I don't have league pass so I don't really know whats going on. But on ESPN right now the suns are losing 79-58 almost done with the third. Ow that hurts. I think its a little too far to come back. Nash really makes the Suns go and do their thing. Why are they losing Amareca?


----------



## Sad Mafioso (Nov 7, 2004)

They went 10 minutes without a field goal, getting killed on the boards BADLY. There's no flow in the game, no offense, NO DEFENSE, no energy, no direction, no passing NO NOTHING. 

As for the game, Q Rich can't stop anyone, Prince is looking like an All Star. Joe Johnson is the only one who apparently showed up like always. No easy transition baskets without Nash, Marion's game is the one who suffers the most it seems.

Of course, Amare is still the MVP. Right, Amareca? Basically Steve Nash IS the phoenix suns. Everything operates through him.
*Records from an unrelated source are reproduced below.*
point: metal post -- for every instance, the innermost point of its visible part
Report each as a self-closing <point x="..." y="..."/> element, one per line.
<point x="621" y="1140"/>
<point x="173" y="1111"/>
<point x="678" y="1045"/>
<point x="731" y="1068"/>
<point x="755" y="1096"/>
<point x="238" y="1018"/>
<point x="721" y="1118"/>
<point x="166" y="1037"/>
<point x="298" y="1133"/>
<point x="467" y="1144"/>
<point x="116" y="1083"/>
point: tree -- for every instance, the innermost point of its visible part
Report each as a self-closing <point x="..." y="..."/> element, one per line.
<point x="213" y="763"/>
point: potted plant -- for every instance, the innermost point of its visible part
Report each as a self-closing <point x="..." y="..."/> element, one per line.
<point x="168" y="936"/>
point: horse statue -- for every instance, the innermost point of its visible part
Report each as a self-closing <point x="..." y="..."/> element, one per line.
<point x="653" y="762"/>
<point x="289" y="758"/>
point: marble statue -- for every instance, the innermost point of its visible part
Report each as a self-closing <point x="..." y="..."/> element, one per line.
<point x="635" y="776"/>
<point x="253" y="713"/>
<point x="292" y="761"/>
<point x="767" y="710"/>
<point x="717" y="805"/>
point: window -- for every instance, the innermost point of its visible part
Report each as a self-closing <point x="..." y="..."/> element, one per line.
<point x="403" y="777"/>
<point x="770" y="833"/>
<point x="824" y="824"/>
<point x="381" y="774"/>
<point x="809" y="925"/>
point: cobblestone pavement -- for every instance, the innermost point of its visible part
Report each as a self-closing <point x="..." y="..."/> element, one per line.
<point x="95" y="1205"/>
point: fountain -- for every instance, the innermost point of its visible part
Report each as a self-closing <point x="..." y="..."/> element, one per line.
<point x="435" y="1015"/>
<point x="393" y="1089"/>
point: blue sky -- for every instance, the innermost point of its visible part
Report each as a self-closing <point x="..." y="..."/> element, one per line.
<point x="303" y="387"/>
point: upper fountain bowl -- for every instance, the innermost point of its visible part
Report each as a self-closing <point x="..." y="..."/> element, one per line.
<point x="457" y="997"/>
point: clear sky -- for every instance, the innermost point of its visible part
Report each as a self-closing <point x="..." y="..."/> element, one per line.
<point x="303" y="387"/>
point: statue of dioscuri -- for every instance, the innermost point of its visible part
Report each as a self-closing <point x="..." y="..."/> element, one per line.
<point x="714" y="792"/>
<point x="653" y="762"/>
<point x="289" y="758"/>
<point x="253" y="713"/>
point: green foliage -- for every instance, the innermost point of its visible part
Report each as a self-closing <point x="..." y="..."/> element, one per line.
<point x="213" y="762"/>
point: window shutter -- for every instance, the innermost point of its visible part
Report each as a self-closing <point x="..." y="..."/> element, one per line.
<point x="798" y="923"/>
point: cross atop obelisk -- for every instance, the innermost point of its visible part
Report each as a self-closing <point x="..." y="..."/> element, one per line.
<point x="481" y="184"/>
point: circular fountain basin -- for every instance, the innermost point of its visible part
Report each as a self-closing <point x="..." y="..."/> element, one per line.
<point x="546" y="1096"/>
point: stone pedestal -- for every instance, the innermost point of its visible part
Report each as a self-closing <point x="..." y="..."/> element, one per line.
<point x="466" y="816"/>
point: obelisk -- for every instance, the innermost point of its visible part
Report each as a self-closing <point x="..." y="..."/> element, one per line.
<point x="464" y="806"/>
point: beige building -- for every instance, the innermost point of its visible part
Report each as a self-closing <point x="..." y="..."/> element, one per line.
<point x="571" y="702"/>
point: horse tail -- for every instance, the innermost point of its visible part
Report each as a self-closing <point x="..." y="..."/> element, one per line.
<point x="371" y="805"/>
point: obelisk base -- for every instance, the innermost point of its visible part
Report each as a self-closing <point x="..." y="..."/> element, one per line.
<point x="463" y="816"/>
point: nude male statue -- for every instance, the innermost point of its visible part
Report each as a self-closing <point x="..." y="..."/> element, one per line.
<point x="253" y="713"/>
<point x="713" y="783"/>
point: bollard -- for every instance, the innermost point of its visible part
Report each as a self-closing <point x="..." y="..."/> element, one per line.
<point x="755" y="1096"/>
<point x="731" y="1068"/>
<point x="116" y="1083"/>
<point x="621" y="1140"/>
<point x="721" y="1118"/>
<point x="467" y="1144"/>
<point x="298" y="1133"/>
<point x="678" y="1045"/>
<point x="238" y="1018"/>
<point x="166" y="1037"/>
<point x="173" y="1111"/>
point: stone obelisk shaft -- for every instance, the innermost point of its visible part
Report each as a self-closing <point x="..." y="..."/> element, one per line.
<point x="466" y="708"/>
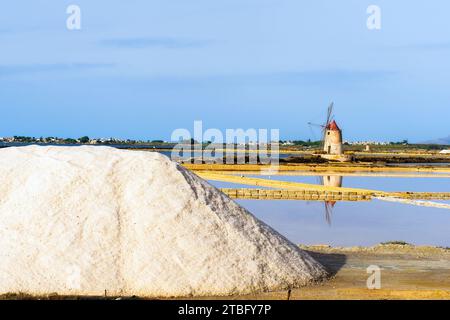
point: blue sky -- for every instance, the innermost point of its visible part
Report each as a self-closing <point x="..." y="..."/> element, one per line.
<point x="140" y="69"/>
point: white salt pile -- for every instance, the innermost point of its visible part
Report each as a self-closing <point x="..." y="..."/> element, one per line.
<point x="82" y="220"/>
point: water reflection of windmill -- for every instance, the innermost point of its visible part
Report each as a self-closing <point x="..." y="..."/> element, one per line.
<point x="330" y="181"/>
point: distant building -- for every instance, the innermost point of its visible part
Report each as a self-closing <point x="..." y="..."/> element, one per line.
<point x="333" y="139"/>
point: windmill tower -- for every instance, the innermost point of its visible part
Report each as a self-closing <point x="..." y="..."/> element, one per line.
<point x="332" y="135"/>
<point x="332" y="143"/>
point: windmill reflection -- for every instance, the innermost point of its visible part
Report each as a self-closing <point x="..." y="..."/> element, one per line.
<point x="330" y="181"/>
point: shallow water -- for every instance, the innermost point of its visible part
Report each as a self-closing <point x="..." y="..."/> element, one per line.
<point x="357" y="223"/>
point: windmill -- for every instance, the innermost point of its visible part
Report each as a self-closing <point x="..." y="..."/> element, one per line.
<point x="324" y="126"/>
<point x="331" y="135"/>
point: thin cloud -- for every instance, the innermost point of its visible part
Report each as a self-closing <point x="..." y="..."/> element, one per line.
<point x="6" y="70"/>
<point x="427" y="46"/>
<point x="154" y="42"/>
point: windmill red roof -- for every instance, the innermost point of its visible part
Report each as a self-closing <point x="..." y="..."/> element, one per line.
<point x="333" y="126"/>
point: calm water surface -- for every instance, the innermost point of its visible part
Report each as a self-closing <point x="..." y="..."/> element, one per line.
<point x="357" y="223"/>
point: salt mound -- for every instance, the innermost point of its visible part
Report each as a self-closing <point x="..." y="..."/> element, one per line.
<point x="82" y="220"/>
But the suns should be at least competitive even without Nash, the only problem being they're on a road trip.


----------



## nmuman (Nov 26, 2003)

They were playing the World Champs, who just happen to be playing their best basketball so far this season.


----------



## DwyaneWade4MVP (Apr 1, 2004)

3rd straight loss....Suns are lottery team without Nash!


----------



## irknowitzki41 (Aug 7, 2004)

well, to be fair, the heat would be a lottery team if they were in the west and without shaq.

though, this was a lottery team without nash.


----------



## Rafaelaraujotody (Jul 16, 2004)

tha´'s how important nash is... Jesus... he should be strongly considered as MVP... without him... Suns really lost confidence... i don't think they are lottery... but they have no championship hopes...


----------



## DwyaneWade4MVP (Apr 1, 2004)

when is Nash healthy again???


----------



## Kekai (Jan 12, 2005)

> Originally posted by <b>DwyaneWade4MVP</b>!
> when is Nash healthy again???


They say he should be back by tomorrow for the game vs. the Grizzlies.


----------



## PHXSPORTS4LIFE (May 8, 2003)

not after barbosa took him out in practice today. sheesh. randy livingston's curse still haunts AWA.


----------